Seek comments of experts in your field before submitting for possible publication. One excellent way to do this is to present it at workshops, both your own school’s and those of nearby schools. See Brown (January 2005 The Accounting Review).

Determine your comparative advantage, play to your strength and address your weaknesses by improving skills or getting co-authors with skills you lack or prefer not to cultivate. When working with co-authors, carefully lay out each co-author’s responsibilities.

Set deadlines, both when conducting initial research and revising papers. Go to research meetings and conferences to network and obtain research ideas. Be persistent, but do not be foolish. Know when to submit a research paper, and when to abandon a project.

Form is important: check references, tables, grammar. Write in a scientific manner. Beware of ‘hot topics’ but your research needs to be timely and relevant. Write your abstract, introduction and conclusions sections last. Or write a quick draft of the introduction and move on to the rest of the paper.

Be focused and write your paper simply. You should strive to write in such a way that most readers agree on the main points of your paper. Know how to respond to reviewers and editors. Do what you can to satisfy their concerns. Don’t argue with reviewers/editor and don’t do ‘new things’ they did not ask.

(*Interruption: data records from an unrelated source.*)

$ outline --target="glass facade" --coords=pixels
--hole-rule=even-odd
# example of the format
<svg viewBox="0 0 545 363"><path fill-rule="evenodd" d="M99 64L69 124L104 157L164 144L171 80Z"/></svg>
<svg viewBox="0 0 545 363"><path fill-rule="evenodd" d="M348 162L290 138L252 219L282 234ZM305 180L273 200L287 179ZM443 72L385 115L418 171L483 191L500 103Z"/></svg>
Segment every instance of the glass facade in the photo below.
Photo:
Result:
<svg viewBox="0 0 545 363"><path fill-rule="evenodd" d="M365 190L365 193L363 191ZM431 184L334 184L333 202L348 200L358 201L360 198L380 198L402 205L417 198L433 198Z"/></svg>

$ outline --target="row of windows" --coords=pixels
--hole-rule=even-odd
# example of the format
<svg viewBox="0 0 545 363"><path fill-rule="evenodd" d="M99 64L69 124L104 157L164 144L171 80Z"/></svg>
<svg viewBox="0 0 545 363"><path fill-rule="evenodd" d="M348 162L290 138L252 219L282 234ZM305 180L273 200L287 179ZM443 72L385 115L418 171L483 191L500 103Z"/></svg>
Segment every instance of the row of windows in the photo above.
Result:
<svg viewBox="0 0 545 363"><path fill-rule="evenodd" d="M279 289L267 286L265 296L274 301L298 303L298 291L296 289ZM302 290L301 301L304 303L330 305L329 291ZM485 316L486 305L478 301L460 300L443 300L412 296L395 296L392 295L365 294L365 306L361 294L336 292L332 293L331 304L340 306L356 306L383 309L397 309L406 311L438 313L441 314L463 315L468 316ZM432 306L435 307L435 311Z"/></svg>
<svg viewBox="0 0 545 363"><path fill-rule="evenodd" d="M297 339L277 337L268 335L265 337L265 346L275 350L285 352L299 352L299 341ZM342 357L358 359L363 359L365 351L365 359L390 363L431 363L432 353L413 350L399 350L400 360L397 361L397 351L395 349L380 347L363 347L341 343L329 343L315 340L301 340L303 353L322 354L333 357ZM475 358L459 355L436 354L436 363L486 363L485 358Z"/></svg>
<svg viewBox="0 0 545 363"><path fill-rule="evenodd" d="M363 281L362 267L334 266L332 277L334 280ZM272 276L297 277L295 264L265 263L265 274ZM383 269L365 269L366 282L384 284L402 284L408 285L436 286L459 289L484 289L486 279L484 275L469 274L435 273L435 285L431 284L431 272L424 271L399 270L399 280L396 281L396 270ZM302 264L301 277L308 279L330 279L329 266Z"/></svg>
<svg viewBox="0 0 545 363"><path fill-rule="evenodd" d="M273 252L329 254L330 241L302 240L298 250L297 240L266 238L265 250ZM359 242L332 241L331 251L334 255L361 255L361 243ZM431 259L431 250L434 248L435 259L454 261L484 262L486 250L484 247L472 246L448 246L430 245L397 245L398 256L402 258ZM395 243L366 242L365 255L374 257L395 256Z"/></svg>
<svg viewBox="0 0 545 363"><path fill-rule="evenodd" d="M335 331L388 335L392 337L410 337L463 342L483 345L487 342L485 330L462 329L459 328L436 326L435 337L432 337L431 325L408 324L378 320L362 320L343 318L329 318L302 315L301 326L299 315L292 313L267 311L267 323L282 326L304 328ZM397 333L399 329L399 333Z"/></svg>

Do not adopt the ‘24 hour rule,’ sending a paper to another journal a day after it is rejected. Carefully consider the reviewers’ and editor’s comments before submitting your paper to a different journal. Reviewers make at least some valuable comments. There is also a non-trivial chance that you encounter the same reviewer at the ‘next’ journal.

Do not write much of your paper before obtaining some results. Similarly, do not obtain lots of results before starting to write your paper. Writing the paper will help you determine what additional results to procure. Obtaining results will help you determine how to write the paper.

Do not begin revising your paper until you have read the reviewer/editor reports several times on different days. When revising a paper for resubmission, write an initial response to the reviewers/editor before starting a rewrite or undertaking additional empirical work. Have a thick skin, a hard head and a short memory.